James S. Wolffsohn, PhD, Gurpreet Bhogal, BSc and Sunil Shah, MD






JAMA Ophthalmology


PURPOSE: To examine the effect of uncorrected astigmatism in older adults.

SETTING: University Vision Clinic

METHOD: Twenty-one healthy presbyopes, aged 58.9±2.8 years, had astigmatism of 0.0 to -4.0 x 90DC and -3.0DC of cylinder at 90, 180 and 45 induced with spectacle lenses, with the mean spherical equivalent compensated to plano, in random order. Visual acuity was assessed binocularly using a computerised test chart at 95%, 50% and 10% contrast. Near acuity and reading speed were measured using standardised reading texts. Light scatter was quantified with the cQuant and driving reaction times with a computer simulator. Finally visual clarity of a mobile phone and computer screen was subjectively rated.

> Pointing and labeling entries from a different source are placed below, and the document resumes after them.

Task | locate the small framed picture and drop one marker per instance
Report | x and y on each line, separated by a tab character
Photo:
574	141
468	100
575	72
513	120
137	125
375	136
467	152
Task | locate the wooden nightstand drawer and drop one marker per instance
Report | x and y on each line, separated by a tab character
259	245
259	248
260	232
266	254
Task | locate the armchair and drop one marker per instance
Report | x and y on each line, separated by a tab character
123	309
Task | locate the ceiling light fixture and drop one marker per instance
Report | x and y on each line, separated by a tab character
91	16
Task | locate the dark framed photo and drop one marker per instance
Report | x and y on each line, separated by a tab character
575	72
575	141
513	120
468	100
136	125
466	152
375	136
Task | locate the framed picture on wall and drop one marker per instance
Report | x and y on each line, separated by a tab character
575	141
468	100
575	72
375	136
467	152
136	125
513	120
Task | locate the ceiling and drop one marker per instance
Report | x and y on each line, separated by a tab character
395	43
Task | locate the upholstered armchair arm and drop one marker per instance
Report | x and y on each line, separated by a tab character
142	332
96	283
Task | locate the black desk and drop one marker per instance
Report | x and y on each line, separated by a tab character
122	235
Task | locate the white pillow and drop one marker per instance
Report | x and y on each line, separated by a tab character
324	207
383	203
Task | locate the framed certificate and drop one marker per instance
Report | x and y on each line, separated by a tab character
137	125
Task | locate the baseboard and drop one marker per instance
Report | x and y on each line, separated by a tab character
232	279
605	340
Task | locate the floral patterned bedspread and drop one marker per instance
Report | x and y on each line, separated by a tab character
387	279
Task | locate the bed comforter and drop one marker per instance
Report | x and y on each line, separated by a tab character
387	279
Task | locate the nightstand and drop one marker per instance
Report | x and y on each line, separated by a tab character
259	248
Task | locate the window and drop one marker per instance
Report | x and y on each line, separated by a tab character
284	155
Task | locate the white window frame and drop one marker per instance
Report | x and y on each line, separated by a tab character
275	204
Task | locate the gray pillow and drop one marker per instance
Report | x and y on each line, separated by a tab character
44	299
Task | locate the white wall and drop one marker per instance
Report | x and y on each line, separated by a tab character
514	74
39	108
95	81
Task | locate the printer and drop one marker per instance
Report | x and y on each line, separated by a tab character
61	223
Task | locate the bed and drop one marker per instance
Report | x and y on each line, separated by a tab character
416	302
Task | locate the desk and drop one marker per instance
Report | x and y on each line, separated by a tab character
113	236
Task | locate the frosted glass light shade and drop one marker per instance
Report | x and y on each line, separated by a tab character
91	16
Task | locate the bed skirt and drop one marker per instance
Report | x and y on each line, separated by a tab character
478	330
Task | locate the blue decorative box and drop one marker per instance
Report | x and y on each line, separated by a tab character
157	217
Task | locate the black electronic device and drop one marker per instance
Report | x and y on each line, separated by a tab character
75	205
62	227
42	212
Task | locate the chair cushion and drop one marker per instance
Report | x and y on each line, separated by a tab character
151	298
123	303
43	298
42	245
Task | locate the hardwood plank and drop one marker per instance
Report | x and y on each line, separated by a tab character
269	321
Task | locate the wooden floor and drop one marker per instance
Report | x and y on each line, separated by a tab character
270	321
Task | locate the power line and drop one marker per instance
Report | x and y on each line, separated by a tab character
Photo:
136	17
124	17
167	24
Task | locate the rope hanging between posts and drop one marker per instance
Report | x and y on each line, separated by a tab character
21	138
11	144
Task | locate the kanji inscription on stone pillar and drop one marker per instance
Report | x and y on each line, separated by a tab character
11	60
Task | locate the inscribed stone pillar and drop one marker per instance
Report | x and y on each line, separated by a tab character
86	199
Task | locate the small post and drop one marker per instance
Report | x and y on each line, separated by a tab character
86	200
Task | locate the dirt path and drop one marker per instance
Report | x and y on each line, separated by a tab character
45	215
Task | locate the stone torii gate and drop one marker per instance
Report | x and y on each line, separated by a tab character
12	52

RESULTS: Distance visual acuity decreased with increasing uncorrected astigmatic power (F=174.50, p<0.001) and was reduced at lower contrasts (F=170.77, p<0.001). Near visual acuity and reading speed also decreased with increasing uncorrected astigmatism power (p<0.001). Light scatter was not significantly affected by uncorrected astigmatism (p>0.05), but the reliability and variability of measurements decreased with increasing uncorrected astigmatic power (p<0.05). Driving simulator performance was also unaffected by uncorrected astigmatism  (p>0.05), but subjective rating of clarity decreased with increasing uncorrected astigmatic power (p<0.001). Uncorrected astigmatism at 45 or 180 orientation resulted in a worse distance and near visual acuity, and subjective rated clarity than 90 orientation (p<0.05).

CONCLUSION: Uncorrected astigmatism, even as low as 1.0DC, causes a significant burden on a patient’s vision. If left uncorrected, this could impact significantly on their independence, quality of life and wellbeing.